Problems stem from lack of accountability
By BRYCE FIEDLER
Every government body deals with its share of problems. In an ideal world, proper oversight systems are in place so that when those issues arise, the right people can be held accountable. But what happens when a government department answers to virtually no one? Look no further than the South Carolina Department of Disabilities and Special Needs (DDSN), which has been the site of alleged abuse and exploitation for nearly a decade.
The DDSN provides services and care for individuals suffering from intellectual disabilities, autism, and brain injuries.
Two Legislative Audit Council reports, one in 2008 and one in 2014, leveled heavy criticism against the agency. The reports indicate that “consumers’ funds are often mishandled by DDSN board staff”, and that “DDSN’s procedures to handle threats to consumer safety” may not be sufficient.
There were even accusations of staff “jumping on” on a resident of a group home early last year, leaving the individual with a bruised rib.
All of this begs the question: Who can citizens hold accountable? The answer is, practically, no one.
The department is governed by a seven-member commission and a director selected by the commission. Commissioners are appointed by the governor and confirmed by the Senate. The director can only be removed by the commission, and commissioners can only be removed by the governor for narrowly defined criteria. This means it’s virtually impossible for anyone, especially taxpayers, to hold DDSN accountable when problems arise.
Instead of addressing the core issue – a proper accountability structure – lawmakers have unsuccessfully tried to hold the agency accountable themselves. The House healthcare oversight subcommittee is currently conducting a study to investigate DDSN, and many of its findings have left lawmakers puzzled.
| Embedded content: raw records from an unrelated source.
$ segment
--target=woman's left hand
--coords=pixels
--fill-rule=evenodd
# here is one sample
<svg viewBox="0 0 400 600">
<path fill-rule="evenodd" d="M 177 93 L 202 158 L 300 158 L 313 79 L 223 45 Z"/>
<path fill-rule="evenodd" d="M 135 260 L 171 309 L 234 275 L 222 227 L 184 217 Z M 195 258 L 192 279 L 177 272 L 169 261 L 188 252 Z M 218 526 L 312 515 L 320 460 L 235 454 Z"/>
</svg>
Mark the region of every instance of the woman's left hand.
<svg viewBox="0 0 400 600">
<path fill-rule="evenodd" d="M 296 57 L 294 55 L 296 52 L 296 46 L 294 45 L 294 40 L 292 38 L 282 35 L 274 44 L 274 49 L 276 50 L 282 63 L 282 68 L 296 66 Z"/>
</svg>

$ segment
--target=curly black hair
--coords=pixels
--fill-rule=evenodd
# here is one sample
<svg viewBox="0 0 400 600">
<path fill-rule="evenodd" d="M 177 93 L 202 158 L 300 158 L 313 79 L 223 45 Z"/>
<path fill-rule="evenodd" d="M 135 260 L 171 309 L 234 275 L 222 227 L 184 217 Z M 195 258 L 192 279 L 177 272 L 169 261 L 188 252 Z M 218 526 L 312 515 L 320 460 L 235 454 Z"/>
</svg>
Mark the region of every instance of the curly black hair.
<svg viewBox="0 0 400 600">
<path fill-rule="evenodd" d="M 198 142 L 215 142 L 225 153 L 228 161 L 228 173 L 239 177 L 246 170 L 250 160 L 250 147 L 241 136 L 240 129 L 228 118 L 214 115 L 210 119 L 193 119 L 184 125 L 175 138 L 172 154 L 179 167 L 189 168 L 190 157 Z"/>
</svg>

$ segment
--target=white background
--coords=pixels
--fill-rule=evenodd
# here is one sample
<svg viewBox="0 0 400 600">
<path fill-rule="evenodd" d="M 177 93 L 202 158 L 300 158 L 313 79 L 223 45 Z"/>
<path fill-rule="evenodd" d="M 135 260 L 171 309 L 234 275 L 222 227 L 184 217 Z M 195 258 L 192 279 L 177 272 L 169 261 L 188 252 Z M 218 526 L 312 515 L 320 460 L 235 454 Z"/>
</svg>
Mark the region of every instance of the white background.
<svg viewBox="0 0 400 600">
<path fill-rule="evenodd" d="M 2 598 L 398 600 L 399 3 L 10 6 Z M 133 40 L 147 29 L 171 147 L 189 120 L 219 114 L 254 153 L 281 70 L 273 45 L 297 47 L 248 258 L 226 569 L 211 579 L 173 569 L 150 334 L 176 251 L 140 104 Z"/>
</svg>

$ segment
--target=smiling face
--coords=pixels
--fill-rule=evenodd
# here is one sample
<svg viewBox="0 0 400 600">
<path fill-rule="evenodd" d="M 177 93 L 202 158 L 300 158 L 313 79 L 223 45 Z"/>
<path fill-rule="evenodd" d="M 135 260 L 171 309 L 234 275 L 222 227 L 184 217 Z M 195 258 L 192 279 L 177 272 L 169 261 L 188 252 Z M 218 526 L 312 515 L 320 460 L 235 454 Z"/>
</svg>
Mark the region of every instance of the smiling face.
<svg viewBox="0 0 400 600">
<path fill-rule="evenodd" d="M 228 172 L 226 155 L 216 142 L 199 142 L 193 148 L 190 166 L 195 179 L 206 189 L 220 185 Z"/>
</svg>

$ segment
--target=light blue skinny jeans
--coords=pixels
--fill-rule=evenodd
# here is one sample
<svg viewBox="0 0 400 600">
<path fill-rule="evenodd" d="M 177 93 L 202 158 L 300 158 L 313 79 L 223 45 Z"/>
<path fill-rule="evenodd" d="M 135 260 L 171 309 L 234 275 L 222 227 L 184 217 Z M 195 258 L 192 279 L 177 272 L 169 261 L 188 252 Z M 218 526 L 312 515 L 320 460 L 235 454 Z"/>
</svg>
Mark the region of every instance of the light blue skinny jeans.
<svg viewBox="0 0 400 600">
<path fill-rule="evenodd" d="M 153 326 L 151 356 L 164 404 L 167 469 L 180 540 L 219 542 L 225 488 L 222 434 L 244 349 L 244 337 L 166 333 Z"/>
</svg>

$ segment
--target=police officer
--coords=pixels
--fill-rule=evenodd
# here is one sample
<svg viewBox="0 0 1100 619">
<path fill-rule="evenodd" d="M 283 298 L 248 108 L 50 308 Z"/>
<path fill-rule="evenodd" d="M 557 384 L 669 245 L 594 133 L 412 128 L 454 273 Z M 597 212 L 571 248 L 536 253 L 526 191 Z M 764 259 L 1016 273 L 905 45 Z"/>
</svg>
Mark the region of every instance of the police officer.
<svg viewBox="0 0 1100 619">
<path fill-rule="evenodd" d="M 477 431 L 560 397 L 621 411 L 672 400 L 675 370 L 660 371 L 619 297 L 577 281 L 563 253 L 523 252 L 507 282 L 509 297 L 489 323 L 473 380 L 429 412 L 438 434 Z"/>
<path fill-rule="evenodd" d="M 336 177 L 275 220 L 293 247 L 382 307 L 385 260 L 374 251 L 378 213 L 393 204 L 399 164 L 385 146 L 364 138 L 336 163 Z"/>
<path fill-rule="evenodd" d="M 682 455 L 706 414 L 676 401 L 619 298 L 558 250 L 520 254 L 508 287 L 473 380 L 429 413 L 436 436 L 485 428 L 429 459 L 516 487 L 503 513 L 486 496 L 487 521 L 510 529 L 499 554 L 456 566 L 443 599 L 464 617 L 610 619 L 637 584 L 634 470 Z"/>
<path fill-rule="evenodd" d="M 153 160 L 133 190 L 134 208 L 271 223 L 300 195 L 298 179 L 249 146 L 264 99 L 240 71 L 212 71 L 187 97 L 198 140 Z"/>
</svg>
Rep. Phyllis Henderson who chairs the committee said “They have so many programs with all these moving targets and all these multi-county things, I don’t know how they are doing what they are doing.”
While it’s concerning that the committee can’t understand DDSN, legislative oversight committees have no real power to begin with – meaning they can’t hold DDSN accountable. Beyond gathering information and making suggestions, there is little lawmakers can do without actually changing the law.
Time and time again, legislative committees have proven themselves ineffective at holding subordinate agencies accountable. Just consider the abysmal oversight by the Public Utilities Review Committee over the VC summer project. Had they done their job and identified the glaring red flags before them, ratepayers might not be burdened with billions of dollars in debt.
The correct solution would be to place the DDSN under the direct control of the governor. Even Rep. Henderson agreed: “Honestly, without studying it in greater detail, I think this whole thing needs to be a cabinet agency and all these boards need to go away.”
A bill to do just that – for DDSN, at least – was introduced in the Senate this year. S.180 would allow the governor to appoint the DDSN director with confirmation by the Senate, and remove him or her at will. The bill is currently in committee and may be addressed next session.
Lawmakers are in over their heads with this and they know it. If they want to fix the problem, and it sounds like they do, they should hand the keys over to someone who can get the job done.